The structure of a novel isn’t simply industry convention, it taps into psychological behind how we understand a story.
A novel starts at 40,000 words or more in length. For some people that seems daunting while for others the struggle is to keep their word count manageable. Writing a novel is like having children, it seems a great idea before you start, but then comes the hard work. One thing you can do to reduce that work is to write to the expected novel structure. (I’m talking technical construction here, not genre plot expectations). Nearly every successful novel has most of these elements of structure the majority having all. It takes a skilled writer to abandon convention without creating a total mess.
Every story needs a beginning, a middle, and an end. This is the simplest structural breakdown, commonly known as the 3 Act Structure (see also Monomyth and Hero’s Journey). Rare stories start at the end and work their way backwards. But, that’s just shuffling the order in which the acts are encountered and takes both a skilled author and a forgiving reader. Short stories and novellas can be written to a different structure, with serial novellas often missing the third act and ending on a cliff-hanger.
The beginning (Setup) is where you make your readers care about your story, the world you built, and the characters they find in it. The first act takes up 25% (or less) of your words. Be wary of excessive exposition and telling, not showing.
- Hook the reader so they keep reading;
- Ask the questions that generate interest in your setting;
- Introduce the significant characters;
- Inciting Incident;
- Begin the main plot.
The end (Resolution) is the mirror opposite of the setup. This act is the culmination of all the elements of your story. The final act again takes up 25% (or less) of your words.
- Answer any outstanding questions about your world;
- Make sure significant characters have completed their arcs;
- Conclude the main plot;
- Make sure the reader finishes your book satisfied.

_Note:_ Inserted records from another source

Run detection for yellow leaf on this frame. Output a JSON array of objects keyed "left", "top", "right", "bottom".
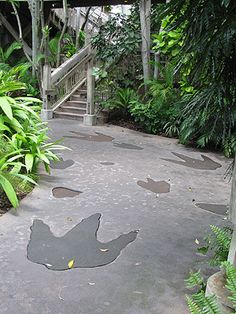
[
  {"left": 195, "top": 239, "right": 199, "bottom": 245},
  {"left": 100, "top": 248, "right": 109, "bottom": 252},
  {"left": 68, "top": 259, "right": 74, "bottom": 268}
]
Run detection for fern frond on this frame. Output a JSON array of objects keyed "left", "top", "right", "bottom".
[
  {"left": 186, "top": 295, "right": 203, "bottom": 314},
  {"left": 210, "top": 225, "right": 231, "bottom": 251},
  {"left": 222, "top": 262, "right": 236, "bottom": 309},
  {"left": 192, "top": 291, "right": 220, "bottom": 314},
  {"left": 185, "top": 270, "right": 204, "bottom": 289}
]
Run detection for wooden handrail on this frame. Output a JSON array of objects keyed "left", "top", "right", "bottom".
[
  {"left": 42, "top": 44, "right": 93, "bottom": 115},
  {"left": 51, "top": 45, "right": 91, "bottom": 84}
]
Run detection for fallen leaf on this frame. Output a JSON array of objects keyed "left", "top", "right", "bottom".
[
  {"left": 46, "top": 263, "right": 52, "bottom": 267},
  {"left": 100, "top": 248, "right": 109, "bottom": 252},
  {"left": 88, "top": 282, "right": 95, "bottom": 286},
  {"left": 188, "top": 187, "right": 192, "bottom": 191},
  {"left": 68, "top": 259, "right": 74, "bottom": 268},
  {"left": 195, "top": 239, "right": 199, "bottom": 245}
]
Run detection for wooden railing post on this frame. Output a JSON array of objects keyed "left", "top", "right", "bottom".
[
  {"left": 41, "top": 63, "right": 53, "bottom": 120},
  {"left": 228, "top": 156, "right": 236, "bottom": 264},
  {"left": 84, "top": 49, "right": 96, "bottom": 126},
  {"left": 140, "top": 0, "right": 151, "bottom": 85},
  {"left": 87, "top": 57, "right": 95, "bottom": 115}
]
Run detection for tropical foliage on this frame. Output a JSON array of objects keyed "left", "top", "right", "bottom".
[
  {"left": 185, "top": 225, "right": 235, "bottom": 314},
  {"left": 0, "top": 66, "right": 65, "bottom": 209},
  {"left": 93, "top": 0, "right": 236, "bottom": 156}
]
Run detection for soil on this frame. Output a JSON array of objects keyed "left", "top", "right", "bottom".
[
  {"left": 0, "top": 192, "right": 28, "bottom": 217},
  {"left": 108, "top": 118, "right": 144, "bottom": 133}
]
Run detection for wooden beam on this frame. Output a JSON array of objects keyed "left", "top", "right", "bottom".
[
  {"left": 140, "top": 0, "right": 151, "bottom": 83},
  {"left": 0, "top": 12, "right": 32, "bottom": 56},
  {"left": 0, "top": 0, "right": 164, "bottom": 5}
]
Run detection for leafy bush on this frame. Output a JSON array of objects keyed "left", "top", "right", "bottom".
[
  {"left": 92, "top": 7, "right": 141, "bottom": 64},
  {"left": 0, "top": 138, "right": 37, "bottom": 208},
  {"left": 159, "top": 0, "right": 236, "bottom": 156},
  {"left": 102, "top": 88, "right": 138, "bottom": 111},
  {"left": 129, "top": 64, "right": 181, "bottom": 135},
  {"left": 6, "top": 121, "right": 63, "bottom": 174},
  {"left": 0, "top": 71, "right": 65, "bottom": 208}
]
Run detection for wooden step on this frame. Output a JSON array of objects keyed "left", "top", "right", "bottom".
[
  {"left": 60, "top": 105, "right": 87, "bottom": 114},
  {"left": 66, "top": 100, "right": 87, "bottom": 108},
  {"left": 69, "top": 96, "right": 87, "bottom": 103},
  {"left": 53, "top": 111, "right": 84, "bottom": 121}
]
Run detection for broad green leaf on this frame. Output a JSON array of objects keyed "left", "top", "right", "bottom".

The middle of the story should be self-explanatory. It is called the Rising Action as it is a sequence of action/reaction scenes that ratchet up the tension in your story so that the reader is invested by the time you move into the final act. The middle of your work is where sub-plots are born and die. Expand on the details of your world and flesh out your characters. Where the beginning has to have hooks to attract the reader, and the end has to satisfy their needs, the middle is where your readers fall in love with your work. It is the meat of your story where your characters gain the knowledge/skills they need to resolve their situation.
- (optional) starts with a call to action;
- Give depth to your characters;
- Flesh out the main plot;
- The turning point in your story;
- Add sub-plot (that may or may not get resolved);
- Add conflict/obstacles of increasing difficulty;
- Increase the tension to prepare for the final act.
Here is a basic (Google Doc) structure spreadsheet you can use for reference. You should be able to see how the 3 Acts fit together.
Disclaimer: If you are a pantser you may think structure is a straitjacket that restricts creativity. There are lots of processes (snowflake method etc.) that almost ignore structure. There is nothing wrong with these approaches, but it often means that a work will need to go through multiple drafts for clarity. I recall a quote from a popular author (it may have been Stephen King) that they paid absolutely no heed to structure, but on examining their work it’s obvious they adhere to the structure (acts, turning points, beats) with textbook precision. They didn’t care about structure because it was something they did without realising. Most of us aren’t that lucky.